It turns out I am related to a lot of people. (Well, everyone in fact.) But for some inexplicable reason I find myself repeatedly drawn to one fascinating man, my fourth great grandfather Thomas Melvill. I have 64 fourth great grandparents, so its hard to articulate exactly why this one keeps drawing my attention but there you have it. I am besotted. The more I learn, the more I seem to want to know. And this blog is intended, at least in part, to track my discoveries and my opinions and to form the basis of a book I hope to write for my family.

Thomas Melvill was a master mariner, a ship's captain, a transporter of convicts, a world traveller and international prize-winner. One article refers to him as the 'man who saved Sydney' when he brought food and supplies to the then struggling Australian convict colony in 1794. He was a surveyor, a captain in the Australian Third Fleet, an explorer and in time, a prisoner-of war. He was once the world expert on whaling and he was part of a team that killed the first ever whale in Australian waters. The then governor of New South Wales awarded him a trophy for this achievement. He was the second ever legal whaler to round Cape Horn in the Friendship in 1789, at a time when this was thought almost impossible to do. The British Government awarded him a prize of L600 (British Pounds) for this  ground-breaking (water-breaking?) accomplishment. 

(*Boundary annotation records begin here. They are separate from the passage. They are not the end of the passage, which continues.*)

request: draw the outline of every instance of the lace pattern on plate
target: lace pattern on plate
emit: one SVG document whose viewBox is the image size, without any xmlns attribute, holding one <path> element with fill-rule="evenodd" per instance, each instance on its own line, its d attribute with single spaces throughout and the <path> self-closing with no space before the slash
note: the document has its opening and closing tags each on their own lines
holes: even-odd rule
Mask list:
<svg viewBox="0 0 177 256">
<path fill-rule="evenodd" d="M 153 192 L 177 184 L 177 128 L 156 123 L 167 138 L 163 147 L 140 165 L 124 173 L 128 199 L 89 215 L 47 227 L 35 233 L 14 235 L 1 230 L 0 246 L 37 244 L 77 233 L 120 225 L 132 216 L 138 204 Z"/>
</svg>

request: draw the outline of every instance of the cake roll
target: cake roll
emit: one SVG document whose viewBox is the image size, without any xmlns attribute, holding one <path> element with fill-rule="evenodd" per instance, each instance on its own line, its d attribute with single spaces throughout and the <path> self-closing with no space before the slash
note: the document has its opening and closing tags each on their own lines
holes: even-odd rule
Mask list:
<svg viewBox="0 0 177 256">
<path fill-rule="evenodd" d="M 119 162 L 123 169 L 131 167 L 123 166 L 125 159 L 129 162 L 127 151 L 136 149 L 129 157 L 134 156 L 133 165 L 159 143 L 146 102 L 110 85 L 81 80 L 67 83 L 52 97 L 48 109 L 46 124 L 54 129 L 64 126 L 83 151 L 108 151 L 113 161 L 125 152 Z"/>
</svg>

I find it both humbling and impressive that Melvill could sail around the world without the use of a satellite or a GPS when I struggle to make it to the local supermarket without one. I wonder what it must have been like to be in a tiny rowing boat, trying to spear something larger than a bus with something about the size of a safety pin. Well, you know what I mean. How strange it must have been to see sailors and colleagues struck down with scurvy and to not fully understand why this was happening. And how remarkable, really, that he survived.

Melvill retired in South Africa where, amongst other things he set up a ships chandler store in Cape Town and stood security in court for a black man who was applying for British citizenship. I don't know for sure, but I feel that this must have been really unusual at the time. He was also a prisoner of war for a time, when he and other British subjects refused to swear oath to the Batavian Republic. He and his son John used this time to build a boat.

Melvill has left his mark in numerous ways. There is a street in Parramatta, Sydney, named after him, in the place where he once owned property, and another in Hobart named in his honour by his son-in-law and Tasmanian surveyor George William Evans. His children continued his surveying feats, and the suburb of Melville in Johannesburg is named after his great-grandson Edward Harker Vincent Melville.  If exploring unknown lands and sailing unexplored seas wasn't enough, Melvill's great-great-great grandson Mike Melvill became the first ever commercial astronaut to pilot a ship into space and bring it back safely back to to earth in 2004.

They say the apple doesn't fall far from the tree. While I know there will be no space-exploring adventures in store for me, lets hope that this particular fallen apple can accomplish something special in her lifetime, even if its just reporting on a truly remarkable man.